The Securities and Exchange Commission, a government agency created in the aftermath of 1929’s stock market crash to protect investors and maintain fair marketplaces, may soon be a key player in President Biden’s climate agenda.

Unelected Democratic bureaucrats serving as the agency’s commissioners voted in favor of imposing without authorization from Congress, by a vote of 3-to-1 New, sweeping rulesAll publicly traded companies must disclose how their business impacts “climate change”.

According to a Press releaseThe SEC has issued proposed rules that would require businesses and individuals to disclose their greenhouse gas emissions. All and everythingInformation about “climate-related risk that is reasonably likely to have an impact on their business or results of operations or financial condition.”

In a lengthy Statement of disapprovalHester Peirce (the SEC’s sole Republican commissioner), joked that the agency had effectively re-invented its self as the “Securities and Environment Commission” and without any input from the American people.

Peirce asserted that the new rules would hamstring businesses with excessive and burdensome regulations that will eventually harm investors and the economic economy. Peirce also stated that the SEC does not have the authority to enact such regulations, as Congress never gave it such broad power.

She wrote, “Congress gave me an important mission protecting investors and facilitating capital formation and fostering fair and orderly markets and granted us sufficient regulatory power to achieve that mission.” “This proposal exceeds our statutory limits by using disclosure framework to achieve goals that are not ours.”

Despite the apparent overreach of the Democrats in Washington, they seem happy to support the move because the rules align with their aggressive approach towards the climate. Many others may also see the pressure on corporations as a way to achieve their goals.

The new rules are designed to expose companies’ records in line with the progressives’ climate change agenda in the hope that investors will press the companies to adopt more environmentally-friendly policies and practices.

“It will allow all interested stakeholders, shareholders included, to then push corporations to take real action,” Bill Weihl (previously of Google and Facebook), a climate activist. The New York Times.

CNBC InterviewClaire Healy, Washington-based director of the climate change think tank, celebrated the possibility that companies that are carbon-intensive may “lose out overtime” as pressure mounts. Investors are encouraged to sell off.

Conservatives, however have raised concerns about the proposed rules, pointing out among other things that they would come with a high cost. Third-party regulators would be needed to collect all the data required by the new rules.

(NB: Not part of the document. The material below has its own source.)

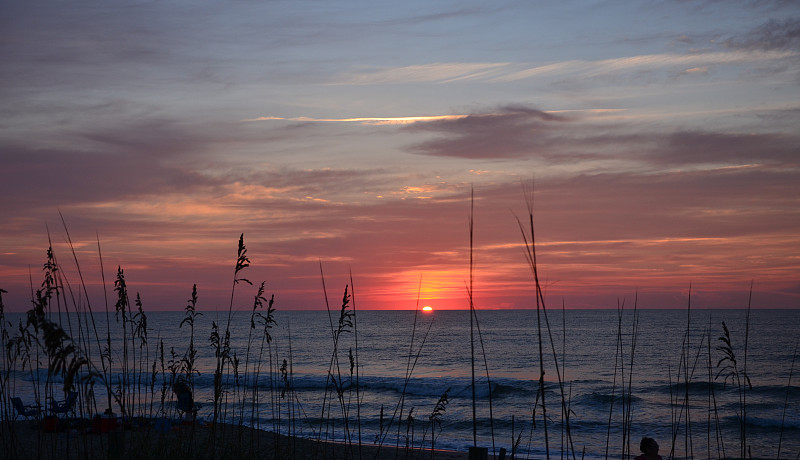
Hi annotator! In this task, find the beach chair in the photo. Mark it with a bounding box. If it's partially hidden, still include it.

Steve Milloy, political commentator and author of the op-ed, stated that a company cannot simply tell in free form how it believes climate regulations or bad weather might affect its business. Washington Examiner. “Companies will instead be required to have independent certified audits, think climate accountants attest to their veracity in the new corporate disclosures.”

Daniel Horowitz, TheBlaze’s CEO, warned that “In general this rule will be just as costly-and-burdensome on all businesses than the impact of Dodd-Frank”

Milloy, on the other hand, seemed confident that if the final rules were adopted, the Supreme Court would immediately invalidate them.